Changes and KPIs Become Easier
Here’s a scenario to consider: Imagine getting a call asking what the impact would be across the system if someone changes a material number. Without a data catalog, trying to figure this out could wind up being an arduous process. But with a data catalog, you have a system that defines this and its relationship to all other things, which enables you to easily do the necessary analysis.
Once you have all this metadata in the system, you can start building key performance indicator (KPI) reports and you can use these KPIs on top of the metadata. Even if you change systems, you don’t have to ask for the queries underlying the KPI report that you send out every month.
All these things ultimately become easier. What’s been often thought of as a necessary evil opens up a whole new world of possibility.
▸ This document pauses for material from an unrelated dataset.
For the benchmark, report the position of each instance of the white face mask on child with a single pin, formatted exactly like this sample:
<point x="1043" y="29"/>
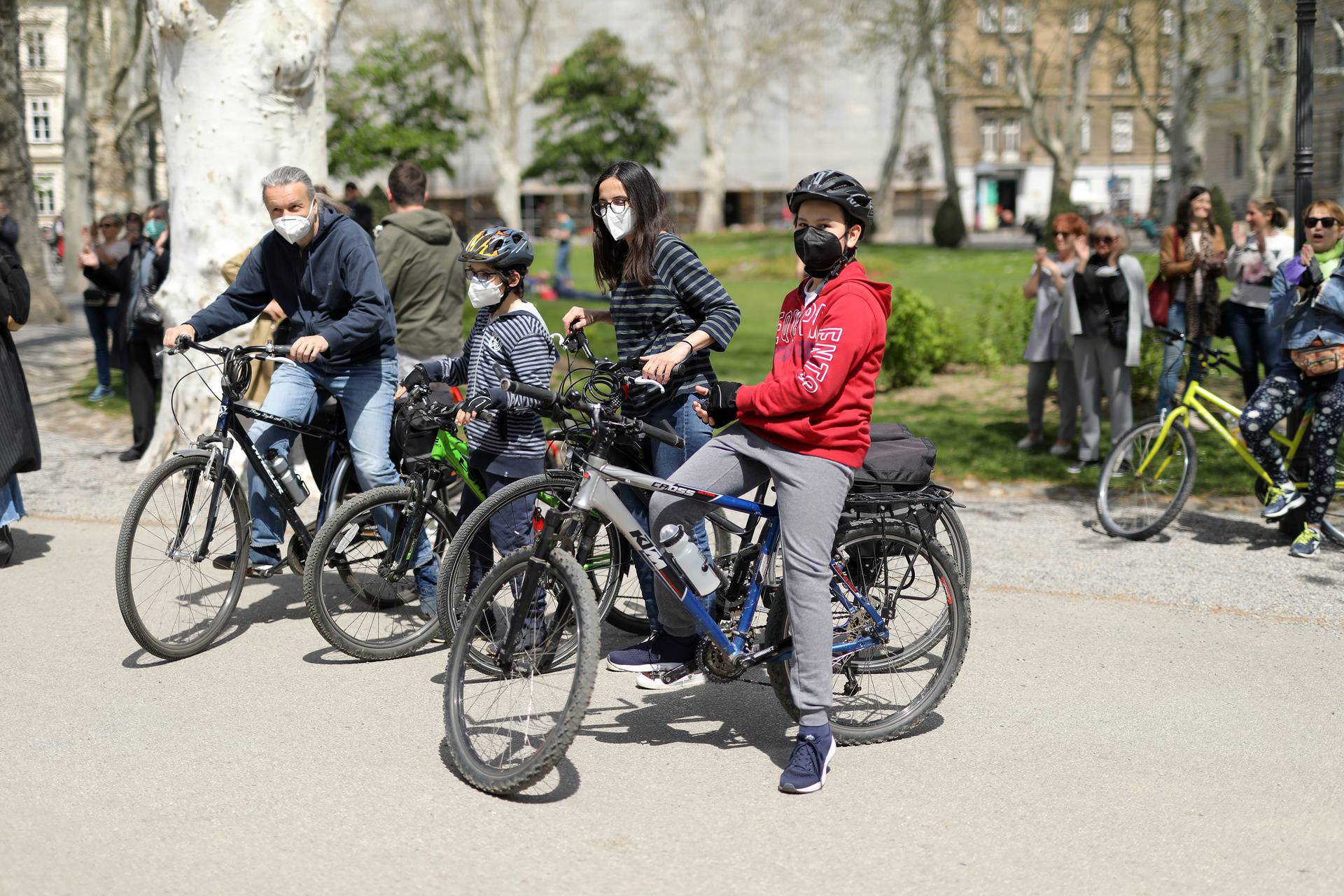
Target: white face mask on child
<point x="484" y="293"/>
Other functions that become much easier once your data catalog has been established include:
- Automation of tasks – this could include everything from automating the creating of error reports to check for invalid or missing data, to automated creation of governance reports, and much more;
- Browse access – now that you have the data, everyone can access it;
- Data quality measurements and scoring.
And that’s just the tip of the iceberg.
Data Catalogs as Catalysts
While data catalogs are often seen as boring and arduous, their importance and potential shouldn’t be underestimated. Although cataloging data can be a tedious and time-consuming process, it serves as a vital component for long-term data quality initiatives. Rather than treating data catalogs as disconnected tools, organizations can integrate them into their systems, allowing for ongoing updates and leveraging the captured information for future benefits.
By making data catalogs an integral part of the migration process, organizations have a greater incentive to maintain and update them. With a comprehensive data catalog in place, organizations can easily analyze the impact of changes, create KPI reports and explore new possibilities. What was once considered a necessary evil can indeed become a catalyst for a more efficient and transformative data-driven future.